The WEF and the WB-IFC have been publishing such reports every year showing the comparative situations in a large number of countries as far as businesses and investments are concerned. Bangladesh's performance in those areas has been much like the situation in the past: if there were some improvements in one or two areas in a given year, the situation would invariably deteriorate in more areas next year. Such a development is rather frustrating for all concerned since Bangladesh had earlier been the trend-setter about reforms in South Asia. The basic reason for its going down in the 'cost of doing business' ranking is that its pace of reforms has slowed down, of late. But other countries have expedited the same.
The problem of inadequate infrastructure as has been mentioned in the WEF report has been hurting both normal business and investment activities for long. But with the passage of time, the sufferings have intensified. The power and gas supply shortage has been exacting a heavy toll on the economy with existing industries unable to run to their full capacity and prospective investors withholding or canceling their investment plans. The years of inaction to improve the power and gas supply situation has now forced the incumbent government to go for some cost-intensive measures to beef up power, if not gas, production. Besides, the problems of transportation of goods to, and from, the country's main port, Chittagong and inadequate port facilities and corruption have been putting a damper on business and investment activities. It would not be out of place to mention about the time-consuming and cumbersome process involved in starting a new business, tax payments in case of external trade etc. Though the situation improved remarkably in handling of cargoes at the Chittagong port during the tenure of the caretaker government, it is, of late, showing signs of a reversal.

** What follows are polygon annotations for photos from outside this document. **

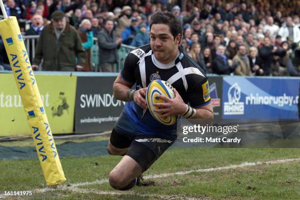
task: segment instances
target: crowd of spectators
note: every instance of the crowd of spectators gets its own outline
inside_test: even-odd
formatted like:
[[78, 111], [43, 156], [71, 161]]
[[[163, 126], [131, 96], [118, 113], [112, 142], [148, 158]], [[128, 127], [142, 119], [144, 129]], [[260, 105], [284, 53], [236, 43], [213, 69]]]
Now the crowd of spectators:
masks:
[[[150, 16], [156, 11], [168, 11], [182, 23], [184, 32], [181, 49], [206, 73], [300, 75], [299, 1], [184, 2], [7, 0], [5, 5], [9, 16], [31, 20], [30, 29], [21, 27], [26, 35], [41, 34], [44, 26], [53, 21], [53, 13], [62, 11], [67, 24], [79, 32], [87, 58], [90, 57], [91, 38], [98, 38], [100, 63], [103, 72], [114, 70], [116, 50], [121, 44], [139, 47], [149, 43]], [[0, 57], [0, 69], [2, 60]], [[86, 58], [80, 70], [90, 71], [90, 62]]]

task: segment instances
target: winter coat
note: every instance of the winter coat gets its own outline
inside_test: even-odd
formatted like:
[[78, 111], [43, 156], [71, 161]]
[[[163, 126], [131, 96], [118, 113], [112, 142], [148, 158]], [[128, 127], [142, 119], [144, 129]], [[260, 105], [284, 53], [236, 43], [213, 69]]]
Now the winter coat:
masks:
[[116, 63], [118, 61], [118, 48], [120, 47], [116, 43], [114, 31], [110, 34], [103, 28], [98, 35], [99, 45], [100, 63]]
[[74, 71], [76, 65], [84, 66], [86, 56], [75, 28], [67, 24], [57, 39], [51, 23], [46, 25], [42, 31], [35, 49], [33, 64], [39, 65], [43, 59], [44, 71]]
[[81, 30], [80, 28], [78, 29], [78, 33], [80, 37], [81, 42], [82, 42], [82, 46], [83, 49], [85, 50], [86, 54], [86, 62], [83, 66], [83, 71], [85, 72], [89, 72], [91, 71], [91, 48], [94, 44], [94, 40], [93, 39], [93, 32], [89, 31], [87, 34]]

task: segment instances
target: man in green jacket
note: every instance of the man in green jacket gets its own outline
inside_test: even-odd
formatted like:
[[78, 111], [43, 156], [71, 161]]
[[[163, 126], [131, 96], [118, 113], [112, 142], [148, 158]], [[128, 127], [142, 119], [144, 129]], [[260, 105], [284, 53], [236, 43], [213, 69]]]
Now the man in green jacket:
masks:
[[55, 11], [51, 18], [40, 36], [32, 68], [37, 69], [43, 59], [43, 71], [82, 71], [86, 54], [78, 32], [67, 24], [63, 12]]

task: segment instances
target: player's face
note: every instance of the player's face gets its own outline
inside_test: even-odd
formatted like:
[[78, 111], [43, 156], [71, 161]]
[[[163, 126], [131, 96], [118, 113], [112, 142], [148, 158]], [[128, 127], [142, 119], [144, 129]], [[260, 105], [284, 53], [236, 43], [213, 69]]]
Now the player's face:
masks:
[[152, 25], [150, 31], [151, 49], [154, 56], [163, 64], [168, 64], [175, 58], [180, 39], [179, 34], [175, 38], [165, 24]]

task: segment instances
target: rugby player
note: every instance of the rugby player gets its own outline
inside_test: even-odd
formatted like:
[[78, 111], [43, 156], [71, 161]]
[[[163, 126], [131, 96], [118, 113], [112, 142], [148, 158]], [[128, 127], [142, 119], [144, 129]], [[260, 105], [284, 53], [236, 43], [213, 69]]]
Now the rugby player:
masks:
[[[124, 155], [109, 174], [114, 188], [126, 190], [170, 147], [177, 137], [176, 125], [156, 121], [147, 109], [147, 87], [153, 80], [168, 82], [175, 97], [162, 96], [164, 103], [155, 112], [186, 118], [211, 119], [212, 106], [204, 71], [179, 49], [182, 32], [177, 17], [157, 12], [150, 20], [150, 44], [133, 50], [113, 85], [115, 98], [127, 101], [112, 131], [107, 151]], [[131, 89], [136, 84], [136, 90]], [[189, 103], [189, 105], [188, 105]]]

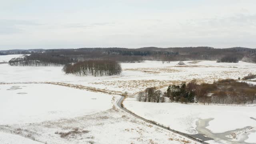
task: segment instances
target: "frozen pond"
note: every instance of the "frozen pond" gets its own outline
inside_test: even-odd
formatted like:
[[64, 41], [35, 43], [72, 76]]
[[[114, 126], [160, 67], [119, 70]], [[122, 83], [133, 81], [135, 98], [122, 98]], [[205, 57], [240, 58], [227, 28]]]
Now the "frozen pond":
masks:
[[[246, 142], [249, 138], [248, 136], [254, 134], [256, 132], [254, 128], [248, 126], [241, 128], [237, 128], [224, 132], [215, 133], [206, 128], [209, 126], [210, 121], [214, 120], [214, 118], [200, 119], [196, 122], [196, 129], [198, 133], [204, 134], [207, 137], [213, 138], [215, 140], [225, 144], [251, 144]], [[234, 139], [236, 140], [234, 140]], [[256, 142], [253, 142], [255, 143]]]

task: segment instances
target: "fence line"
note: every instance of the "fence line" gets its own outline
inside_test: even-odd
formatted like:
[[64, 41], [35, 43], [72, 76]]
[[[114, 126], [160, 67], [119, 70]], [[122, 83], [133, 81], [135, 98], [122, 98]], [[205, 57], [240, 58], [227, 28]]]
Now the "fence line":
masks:
[[29, 136], [28, 136], [27, 135], [26, 136], [26, 134], [22, 134], [22, 133], [20, 132], [20, 131], [19, 131], [19, 132], [17, 133], [17, 132], [16, 132], [16, 131], [15, 130], [7, 130], [6, 129], [4, 129], [2, 128], [0, 128], [0, 132], [18, 135], [25, 138], [30, 139], [32, 140], [41, 142], [42, 144], [49, 144], [49, 143], [48, 143], [48, 142], [47, 142], [47, 141], [43, 142], [40, 140], [36, 139], [36, 138], [35, 138], [34, 137]]

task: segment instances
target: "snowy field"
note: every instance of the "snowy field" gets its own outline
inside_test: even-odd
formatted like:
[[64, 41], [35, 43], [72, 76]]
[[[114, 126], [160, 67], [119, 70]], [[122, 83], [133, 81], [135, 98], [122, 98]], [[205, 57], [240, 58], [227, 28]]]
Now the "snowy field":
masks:
[[112, 107], [111, 95], [49, 84], [0, 84], [0, 125], [71, 118]]
[[238, 63], [184, 62], [186, 65], [177, 65], [178, 62], [163, 64], [156, 61], [122, 63], [123, 72], [120, 75], [96, 78], [65, 75], [61, 67], [13, 66], [6, 64], [0, 65], [0, 82], [60, 82], [134, 94], [148, 87], [161, 88], [193, 78], [196, 78], [198, 82], [212, 82], [227, 78], [237, 79], [256, 72], [256, 64], [241, 61]]
[[0, 144], [39, 143], [21, 135], [50, 144], [198, 144], [124, 112], [116, 105], [120, 96], [50, 84], [3, 84], [82, 80], [88, 86], [95, 81], [61, 69], [0, 65]]
[[[134, 98], [127, 98], [124, 104], [127, 109], [142, 117], [190, 134], [198, 133], [196, 123], [199, 120], [210, 118], [214, 119], [209, 122], [206, 128], [214, 134], [247, 126], [256, 127], [256, 119], [251, 118], [256, 118], [256, 106], [143, 102], [136, 101]], [[247, 131], [250, 130], [248, 129]], [[252, 132], [252, 135], [256, 132]], [[237, 138], [238, 137], [237, 136]], [[249, 137], [252, 138], [253, 137]], [[248, 140], [250, 140], [250, 138]]]
[[0, 130], [5, 132], [0, 132], [1, 144], [38, 144], [13, 134], [50, 144], [199, 144], [121, 110], [116, 105], [119, 96], [50, 84], [20, 85], [22, 89], [16, 90], [6, 88], [17, 89], [17, 84], [0, 85], [8, 91], [1, 95]]
[[[13, 56], [10, 55], [8, 58], [10, 59]], [[2, 56], [0, 60], [4, 59]], [[4, 58], [7, 61], [10, 60]], [[250, 118], [256, 118], [255, 107], [157, 104], [135, 100], [134, 94], [148, 87], [164, 89], [170, 84], [188, 82], [193, 78], [196, 78], [200, 83], [212, 82], [219, 79], [237, 79], [256, 72], [256, 64], [243, 62], [184, 62], [186, 65], [182, 66], [177, 65], [178, 62], [122, 63], [123, 72], [120, 75], [97, 77], [66, 75], [62, 72], [62, 67], [13, 66], [4, 64], [0, 64], [0, 83], [61, 82], [104, 92], [118, 93], [127, 91], [130, 98], [126, 99], [124, 104], [128, 109], [144, 118], [188, 134], [198, 133], [196, 122], [209, 118], [214, 119], [209, 121], [209, 126], [206, 128], [214, 134], [256, 126], [256, 120]], [[22, 89], [7, 90], [13, 86]], [[70, 142], [183, 144], [185, 142], [182, 140], [187, 140], [119, 109], [116, 104], [120, 98], [117, 96], [49, 84], [0, 84], [0, 94], [3, 100], [0, 100], [2, 104], [0, 114], [4, 116], [0, 118], [0, 129], [12, 130], [20, 128], [21, 132], [18, 132], [29, 133], [40, 140], [51, 141], [50, 144]], [[6, 112], [10, 111], [13, 112]], [[4, 126], [3, 124], [7, 125]], [[255, 130], [243, 130], [248, 134], [246, 136], [248, 138], [245, 138], [244, 142], [255, 143]], [[241, 136], [241, 131], [234, 132], [236, 140], [244, 139]], [[67, 135], [63, 136], [63, 134]], [[110, 135], [114, 136], [110, 139]], [[106, 142], [107, 139], [108, 141]]]
[[42, 144], [20, 136], [0, 132], [0, 144]]
[[23, 54], [11, 54], [0, 56], [0, 62], [8, 62], [12, 58], [23, 58]]

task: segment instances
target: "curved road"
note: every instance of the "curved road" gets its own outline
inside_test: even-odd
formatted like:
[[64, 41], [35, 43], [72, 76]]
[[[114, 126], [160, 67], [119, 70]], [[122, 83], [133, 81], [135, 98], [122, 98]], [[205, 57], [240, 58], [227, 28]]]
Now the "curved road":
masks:
[[180, 134], [182, 136], [187, 137], [192, 140], [194, 140], [198, 142], [199, 142], [202, 144], [208, 144], [208, 143], [204, 142], [204, 141], [213, 140], [213, 139], [210, 138], [204, 137], [203, 135], [201, 134], [189, 134], [184, 133], [180, 132], [179, 132], [177, 130], [174, 130], [171, 129], [169, 128], [166, 127], [164, 126], [163, 126], [159, 124], [157, 124], [150, 120], [146, 119], [141, 116], [140, 116], [137, 115], [137, 114], [134, 114], [134, 113], [132, 112], [127, 109], [126, 108], [125, 108], [125, 107], [122, 106], [122, 102], [123, 102], [123, 101], [124, 99], [124, 98], [125, 98], [124, 96], [122, 96], [122, 97], [121, 98], [120, 98], [119, 100], [117, 102], [117, 106], [118, 107], [119, 107], [120, 108], [121, 108], [122, 109], [126, 111], [126, 112], [128, 112], [128, 113], [132, 114], [132, 115], [134, 116], [135, 117], [137, 118], [138, 118], [141, 120], [143, 120], [144, 121], [147, 122], [148, 122], [149, 123], [150, 123], [151, 124], [154, 125], [155, 126], [157, 126], [160, 127], [161, 128], [164, 128], [164, 129], [169, 130], [170, 131], [174, 132], [175, 133]]
[[[92, 90], [92, 91], [95, 91], [95, 92], [103, 92], [103, 93], [107, 93], [107, 94], [116, 94], [116, 95], [120, 95], [120, 94], [115, 94], [113, 92], [104, 92], [104, 91], [102, 91], [100, 90], [96, 90], [95, 89], [93, 89], [92, 88], [90, 88], [90, 87], [87, 87], [85, 86], [81, 86], [81, 85], [75, 85], [75, 84], [66, 84], [66, 83], [61, 83], [61, 82], [14, 82], [14, 83], [0, 83], [0, 84], [54, 84], [54, 85], [60, 85], [60, 86], [67, 86], [67, 87], [71, 87], [71, 88], [79, 88], [79, 89], [84, 89], [84, 90]], [[122, 110], [124, 110], [125, 111], [126, 111], [126, 112], [132, 114], [132, 115], [134, 116], [135, 116], [136, 117], [139, 118], [141, 120], [142, 120], [147, 122], [148, 122], [149, 123], [150, 123], [152, 124], [153, 124], [154, 125], [155, 125], [156, 126], [158, 126], [159, 127], [160, 127], [162, 128], [164, 128], [164, 129], [166, 129], [166, 130], [169, 130], [170, 131], [171, 131], [172, 132], [174, 132], [175, 133], [178, 134], [180, 134], [182, 136], [185, 136], [189, 139], [190, 139], [191, 140], [197, 141], [198, 142], [200, 142], [202, 144], [208, 144], [208, 143], [204, 142], [204, 141], [207, 141], [207, 140], [213, 140], [212, 138], [207, 138], [207, 137], [206, 137], [204, 136], [203, 135], [202, 135], [201, 134], [186, 134], [184, 133], [183, 133], [178, 131], [176, 131], [173, 129], [171, 129], [170, 128], [168, 128], [166, 127], [163, 125], [161, 125], [160, 124], [157, 124], [155, 122], [152, 122], [152, 121], [150, 121], [150, 120], [148, 120], [147, 119], [146, 119], [145, 118], [144, 118], [142, 117], [140, 117], [138, 115], [137, 115], [137, 114], [134, 114], [134, 113], [132, 112], [131, 111], [130, 111], [130, 110], [128, 110], [125, 107], [123, 107], [122, 106], [122, 102], [123, 102], [123, 101], [124, 100], [124, 96], [121, 96], [122, 97], [120, 98], [120, 99], [119, 100], [118, 102], [117, 103], [117, 106], [119, 107], [121, 109], [122, 109]]]

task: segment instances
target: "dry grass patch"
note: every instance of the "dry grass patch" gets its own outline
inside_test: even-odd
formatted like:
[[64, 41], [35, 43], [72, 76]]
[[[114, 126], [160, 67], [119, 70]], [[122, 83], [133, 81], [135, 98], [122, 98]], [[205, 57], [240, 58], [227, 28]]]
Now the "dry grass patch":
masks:
[[199, 62], [201, 62], [201, 61], [200, 60], [196, 60], [196, 61], [193, 61], [192, 62], [188, 62], [188, 64], [197, 64]]
[[159, 74], [163, 72], [180, 72], [180, 70], [175, 70], [170, 68], [126, 68], [124, 70], [139, 71], [142, 72], [146, 72], [150, 74]]
[[73, 129], [73, 130], [70, 131], [68, 132], [55, 132], [55, 134], [59, 134], [62, 138], [75, 138], [78, 136], [81, 136], [82, 135], [86, 134], [90, 132], [90, 131], [87, 130], [80, 130], [78, 128], [74, 128]]

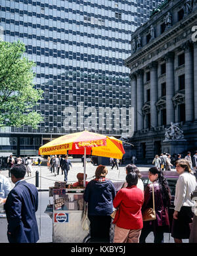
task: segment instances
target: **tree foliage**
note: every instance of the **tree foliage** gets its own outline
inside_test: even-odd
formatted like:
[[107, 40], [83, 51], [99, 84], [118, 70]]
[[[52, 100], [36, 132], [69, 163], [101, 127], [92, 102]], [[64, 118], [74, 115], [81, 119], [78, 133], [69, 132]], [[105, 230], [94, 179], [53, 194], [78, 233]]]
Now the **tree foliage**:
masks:
[[42, 120], [33, 107], [43, 91], [35, 89], [35, 63], [24, 56], [25, 45], [19, 41], [0, 41], [0, 127], [28, 125], [36, 129]]

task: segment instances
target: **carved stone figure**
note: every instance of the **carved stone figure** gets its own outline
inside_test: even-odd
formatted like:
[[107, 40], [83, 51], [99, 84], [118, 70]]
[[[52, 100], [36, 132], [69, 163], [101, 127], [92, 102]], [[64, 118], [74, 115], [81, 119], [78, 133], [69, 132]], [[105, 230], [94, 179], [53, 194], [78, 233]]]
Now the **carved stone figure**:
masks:
[[141, 37], [140, 35], [138, 35], [137, 41], [137, 48], [141, 48], [142, 47], [141, 44]]
[[135, 53], [136, 51], [136, 43], [135, 39], [133, 39], [131, 45], [132, 45], [132, 53]]
[[164, 18], [165, 24], [166, 26], [169, 27], [172, 24], [171, 14], [169, 12], [167, 12], [167, 16]]
[[155, 37], [154, 37], [154, 27], [152, 25], [150, 26], [150, 39], [154, 39]]
[[183, 130], [179, 128], [177, 123], [173, 124], [171, 122], [171, 126], [169, 128], [165, 128], [165, 140], [164, 141], [173, 140], [185, 140]]

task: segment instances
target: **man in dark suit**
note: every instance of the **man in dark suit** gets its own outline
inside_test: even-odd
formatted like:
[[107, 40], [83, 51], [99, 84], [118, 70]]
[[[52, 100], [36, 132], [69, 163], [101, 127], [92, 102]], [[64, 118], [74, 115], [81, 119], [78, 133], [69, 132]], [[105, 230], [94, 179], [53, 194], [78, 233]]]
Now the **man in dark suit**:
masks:
[[24, 180], [26, 172], [26, 167], [21, 164], [14, 165], [11, 170], [15, 186], [5, 204], [10, 243], [36, 243], [39, 240], [35, 217], [38, 193], [34, 185]]
[[64, 182], [67, 182], [67, 177], [68, 177], [68, 172], [70, 170], [70, 165], [72, 166], [72, 163], [70, 163], [70, 161], [68, 159], [68, 155], [65, 155], [65, 159], [62, 161], [62, 170], [64, 170]]

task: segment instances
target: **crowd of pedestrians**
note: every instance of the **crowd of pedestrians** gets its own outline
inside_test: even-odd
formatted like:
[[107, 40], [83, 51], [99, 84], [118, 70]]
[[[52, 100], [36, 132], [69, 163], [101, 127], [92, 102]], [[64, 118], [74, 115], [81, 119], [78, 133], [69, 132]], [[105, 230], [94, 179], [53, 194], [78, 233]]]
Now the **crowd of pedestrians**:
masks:
[[[171, 167], [175, 165], [177, 160], [181, 159], [182, 159], [181, 154], [177, 154], [171, 157], [170, 154], [164, 152], [161, 153], [160, 157], [158, 155], [156, 155], [152, 164], [162, 170], [171, 170]], [[195, 172], [197, 168], [197, 151], [194, 151], [192, 157], [191, 157], [191, 153], [188, 151], [185, 159], [188, 161], [190, 168]]]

The businesses and investors are exposed to the problems highlighted in the WEF and WB-IFC reports in their everyday life. The difference is that they do not do any research work on their own plights. The trade bodies have been consistent in their demand for removing the major hurdles to business and investment activities. But it is the job of the government to implement necessary reforms and put in place policies appropriate to healthy growth of business and investment. Mere lip service or rhetoric would not be of any help for improvement of the ground-level situation. The authorities concerned with active cooperation of the businesses must do what is needed to improve business and investment climate in the country.